Las estadísticas respaldan esta nueva visión. Según el Banco Mundial, más del 55% del Producto Interno Bruto (PIB) mundial proviene de las zonas urbanas. Asimismo, ONU-Hábitat advierte que, de no adaptarse las infraestructuras, los fenómenos climáticos extremos podrían reducir la productividad urbana en un 3% anual. Las ciudades han dejado de ser meros escenarios de crecimiento para convertirse en auténticos motores de desarrollo económico. Como se afirma, “el capital ya no se enfoca solo en edificios, sino en sistemas urbanos integrales”.

La manera en que se organiza una ciudad influye directamente en su capacidad para atraer inversiones, turistas y generar empleo. La eficiencia en la movilidad, un suministro energético estable y una buena gestión del agua contribuyen a disminuir costos ocultos tanto para empresas como para hogares. Por ejemplo, las ciudades que implementan transporte eléctrico logran reducir el gasto energético y optimizar los tiempos logísticos. Asimismo, los barrios que cuentan con abundante vegetación pueden disminuir las temperaturas y, por ende, el uso de aire acondicionado, mientras que las zonas industriales con acceso ferroviario disminuyen los gastos de transporte.
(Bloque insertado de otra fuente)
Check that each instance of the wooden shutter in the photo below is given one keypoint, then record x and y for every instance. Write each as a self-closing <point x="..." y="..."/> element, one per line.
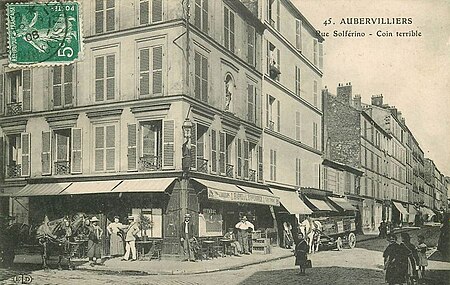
<point x="169" y="143"/>
<point x="99" y="78"/>
<point x="157" y="70"/>
<point x="144" y="72"/>
<point x="132" y="147"/>
<point x="110" y="145"/>
<point x="76" y="165"/>
<point x="157" y="11"/>
<point x="45" y="155"/>
<point x="222" y="157"/>
<point x="246" y="160"/>
<point x="26" y="147"/>
<point x="213" y="151"/>
<point x="143" y="12"/>
<point x="194" y="146"/>
<point x="26" y="89"/>
<point x="110" y="77"/>
<point x="250" y="103"/>
<point x="99" y="148"/>
<point x="57" y="86"/>
<point x="260" y="163"/>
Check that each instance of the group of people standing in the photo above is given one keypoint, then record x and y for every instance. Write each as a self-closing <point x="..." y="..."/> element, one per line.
<point x="404" y="262"/>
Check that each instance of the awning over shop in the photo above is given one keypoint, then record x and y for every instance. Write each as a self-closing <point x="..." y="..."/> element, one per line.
<point x="261" y="195"/>
<point x="144" y="185"/>
<point x="400" y="207"/>
<point x="231" y="193"/>
<point x="321" y="205"/>
<point x="45" y="189"/>
<point x="343" y="203"/>
<point x="91" y="187"/>
<point x="291" y="201"/>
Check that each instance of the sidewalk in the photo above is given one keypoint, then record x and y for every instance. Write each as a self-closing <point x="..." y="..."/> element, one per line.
<point x="174" y="267"/>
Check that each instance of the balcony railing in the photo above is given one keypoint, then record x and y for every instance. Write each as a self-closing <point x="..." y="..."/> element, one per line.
<point x="252" y="175"/>
<point x="14" y="108"/>
<point x="62" y="167"/>
<point x="150" y="162"/>
<point x="202" y="165"/>
<point x="13" y="170"/>
<point x="229" y="170"/>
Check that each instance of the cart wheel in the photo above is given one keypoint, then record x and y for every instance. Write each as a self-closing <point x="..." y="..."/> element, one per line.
<point x="339" y="243"/>
<point x="351" y="240"/>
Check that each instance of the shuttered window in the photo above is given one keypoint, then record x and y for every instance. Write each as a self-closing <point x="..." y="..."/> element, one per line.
<point x="105" y="154"/>
<point x="151" y="71"/>
<point x="298" y="34"/>
<point x="228" y="29"/>
<point x="201" y="77"/>
<point x="105" y="82"/>
<point x="62" y="86"/>
<point x="251" y="41"/>
<point x="168" y="143"/>
<point x="201" y="15"/>
<point x="150" y="11"/>
<point x="46" y="153"/>
<point x="105" y="16"/>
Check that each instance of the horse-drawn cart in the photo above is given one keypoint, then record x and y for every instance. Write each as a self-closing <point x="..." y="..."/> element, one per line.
<point x="337" y="232"/>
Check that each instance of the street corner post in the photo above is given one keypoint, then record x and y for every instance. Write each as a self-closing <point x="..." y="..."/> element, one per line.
<point x="42" y="34"/>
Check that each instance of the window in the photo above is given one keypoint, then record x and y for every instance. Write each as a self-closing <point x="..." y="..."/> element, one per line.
<point x="201" y="77"/>
<point x="150" y="7"/>
<point x="18" y="91"/>
<point x="105" y="143"/>
<point x="201" y="15"/>
<point x="298" y="34"/>
<point x="273" y="165"/>
<point x="228" y="29"/>
<point x="298" y="126"/>
<point x="105" y="17"/>
<point x="63" y="86"/>
<point x="105" y="83"/>
<point x="298" y="167"/>
<point x="251" y="42"/>
<point x="297" y="81"/>
<point x="151" y="71"/>
<point x="315" y="136"/>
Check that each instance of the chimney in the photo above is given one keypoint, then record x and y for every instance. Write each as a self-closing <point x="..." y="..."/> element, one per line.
<point x="377" y="100"/>
<point x="357" y="102"/>
<point x="344" y="93"/>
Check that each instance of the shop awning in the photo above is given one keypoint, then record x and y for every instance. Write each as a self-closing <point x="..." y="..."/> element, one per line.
<point x="321" y="205"/>
<point x="91" y="187"/>
<point x="44" y="189"/>
<point x="144" y="185"/>
<point x="291" y="201"/>
<point x="400" y="207"/>
<point x="231" y="193"/>
<point x="343" y="203"/>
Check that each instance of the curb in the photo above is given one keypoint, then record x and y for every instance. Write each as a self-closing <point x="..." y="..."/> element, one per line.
<point x="143" y="273"/>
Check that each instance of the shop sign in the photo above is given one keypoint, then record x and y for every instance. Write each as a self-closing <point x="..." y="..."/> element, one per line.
<point x="242" y="197"/>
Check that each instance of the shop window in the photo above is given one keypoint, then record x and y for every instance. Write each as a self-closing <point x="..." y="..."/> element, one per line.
<point x="150" y="11"/>
<point x="18" y="91"/>
<point x="18" y="155"/>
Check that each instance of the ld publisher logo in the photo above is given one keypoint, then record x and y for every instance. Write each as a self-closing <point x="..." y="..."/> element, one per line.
<point x="23" y="279"/>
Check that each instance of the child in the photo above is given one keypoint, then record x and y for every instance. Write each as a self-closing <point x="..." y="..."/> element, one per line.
<point x="421" y="250"/>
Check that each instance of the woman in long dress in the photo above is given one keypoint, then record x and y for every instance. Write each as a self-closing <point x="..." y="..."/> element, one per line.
<point x="116" y="245"/>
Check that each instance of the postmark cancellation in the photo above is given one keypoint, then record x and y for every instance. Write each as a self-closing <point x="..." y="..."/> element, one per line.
<point x="42" y="34"/>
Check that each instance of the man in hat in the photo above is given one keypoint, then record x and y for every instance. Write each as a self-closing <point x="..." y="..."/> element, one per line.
<point x="94" y="242"/>
<point x="187" y="238"/>
<point x="130" y="239"/>
<point x="244" y="228"/>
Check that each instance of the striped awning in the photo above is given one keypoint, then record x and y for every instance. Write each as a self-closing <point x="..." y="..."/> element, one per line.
<point x="44" y="189"/>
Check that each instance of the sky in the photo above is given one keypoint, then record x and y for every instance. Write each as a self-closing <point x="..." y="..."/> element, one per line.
<point x="412" y="73"/>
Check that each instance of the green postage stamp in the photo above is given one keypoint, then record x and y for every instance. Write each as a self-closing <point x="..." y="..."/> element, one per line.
<point x="41" y="34"/>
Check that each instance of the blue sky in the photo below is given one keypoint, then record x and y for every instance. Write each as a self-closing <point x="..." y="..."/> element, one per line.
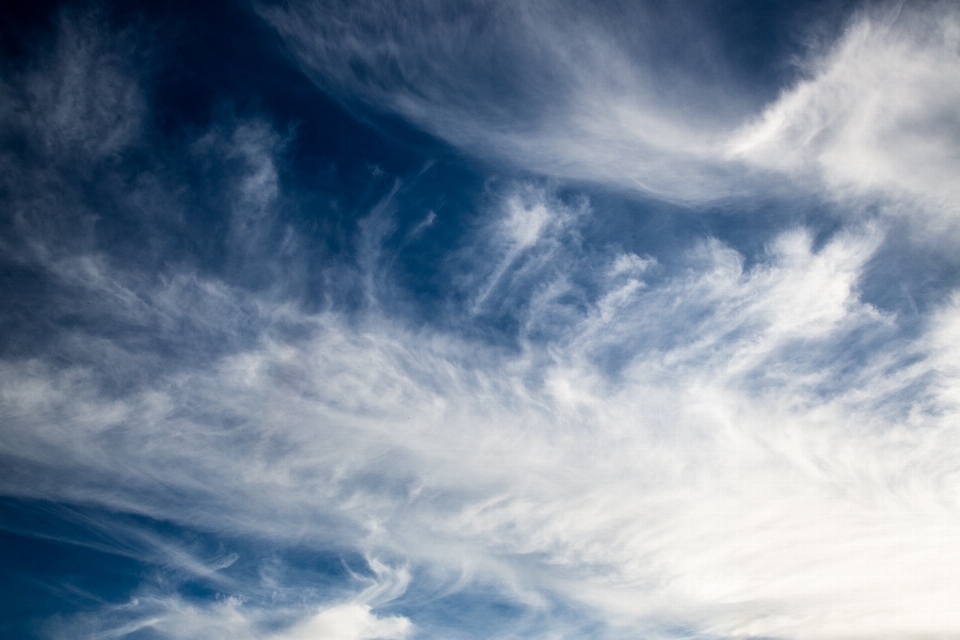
<point x="358" y="320"/>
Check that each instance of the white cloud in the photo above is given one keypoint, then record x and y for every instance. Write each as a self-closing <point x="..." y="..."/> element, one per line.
<point x="729" y="450"/>
<point x="349" y="622"/>
<point x="742" y="474"/>
<point x="878" y="114"/>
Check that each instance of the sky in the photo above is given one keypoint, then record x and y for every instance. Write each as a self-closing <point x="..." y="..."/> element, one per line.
<point x="539" y="319"/>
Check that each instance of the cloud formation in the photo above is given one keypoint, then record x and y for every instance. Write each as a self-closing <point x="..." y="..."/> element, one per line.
<point x="711" y="445"/>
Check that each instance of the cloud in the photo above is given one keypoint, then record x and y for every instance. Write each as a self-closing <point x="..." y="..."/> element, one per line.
<point x="872" y="120"/>
<point x="557" y="88"/>
<point x="876" y="116"/>
<point x="719" y="446"/>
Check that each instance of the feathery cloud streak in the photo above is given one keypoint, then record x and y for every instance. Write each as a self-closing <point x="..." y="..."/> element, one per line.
<point x="715" y="446"/>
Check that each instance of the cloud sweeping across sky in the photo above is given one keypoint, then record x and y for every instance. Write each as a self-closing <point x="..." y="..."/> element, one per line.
<point x="480" y="320"/>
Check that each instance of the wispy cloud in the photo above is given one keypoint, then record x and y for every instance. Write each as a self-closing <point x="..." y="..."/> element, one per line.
<point x="720" y="446"/>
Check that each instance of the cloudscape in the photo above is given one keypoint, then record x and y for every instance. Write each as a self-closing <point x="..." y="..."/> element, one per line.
<point x="359" y="320"/>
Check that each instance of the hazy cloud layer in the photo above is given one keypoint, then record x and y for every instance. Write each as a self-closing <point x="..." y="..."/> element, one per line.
<point x="724" y="446"/>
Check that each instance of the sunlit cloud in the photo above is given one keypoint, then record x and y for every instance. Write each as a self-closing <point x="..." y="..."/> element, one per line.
<point x="586" y="437"/>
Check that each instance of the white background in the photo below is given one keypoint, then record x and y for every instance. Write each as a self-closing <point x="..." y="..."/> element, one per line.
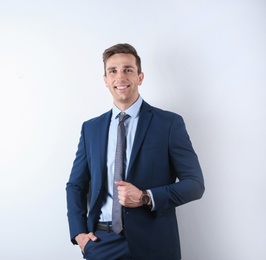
<point x="205" y="60"/>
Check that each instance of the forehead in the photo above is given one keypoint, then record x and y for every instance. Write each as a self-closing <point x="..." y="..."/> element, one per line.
<point x="121" y="59"/>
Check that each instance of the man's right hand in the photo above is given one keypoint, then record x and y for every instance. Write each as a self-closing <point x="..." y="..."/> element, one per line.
<point x="83" y="238"/>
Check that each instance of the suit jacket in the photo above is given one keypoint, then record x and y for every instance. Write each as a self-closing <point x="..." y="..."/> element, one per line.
<point x="161" y="154"/>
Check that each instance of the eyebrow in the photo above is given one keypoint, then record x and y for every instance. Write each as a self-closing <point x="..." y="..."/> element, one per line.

La Organización para la Cooperación y el Desarrollo Económicos (OCDE) estima que cada euro destinado a infraestructura urbana resiliente puede traducirse en beneficios económicos que oscilan entre 2 y 5 euros al evitar paradas en la producción. En este contexto, los espacios verdes, como parques y techos vegetales, han dejado de ser considerados meros espacios recreativos, cumpliendo funciones esenciales como reguladores térmicos y reservorios de agua. Ejemplos como el de París, que ha incrementado sus áreas verdes, han logrado disminuir las islas de calor en hasta 3°C, mientras que Singapur ha integrado vegetación en sus edificaciones para optimizar el consumo energético. La naturaleza ahora forma parte fundamental de la planificación urbana.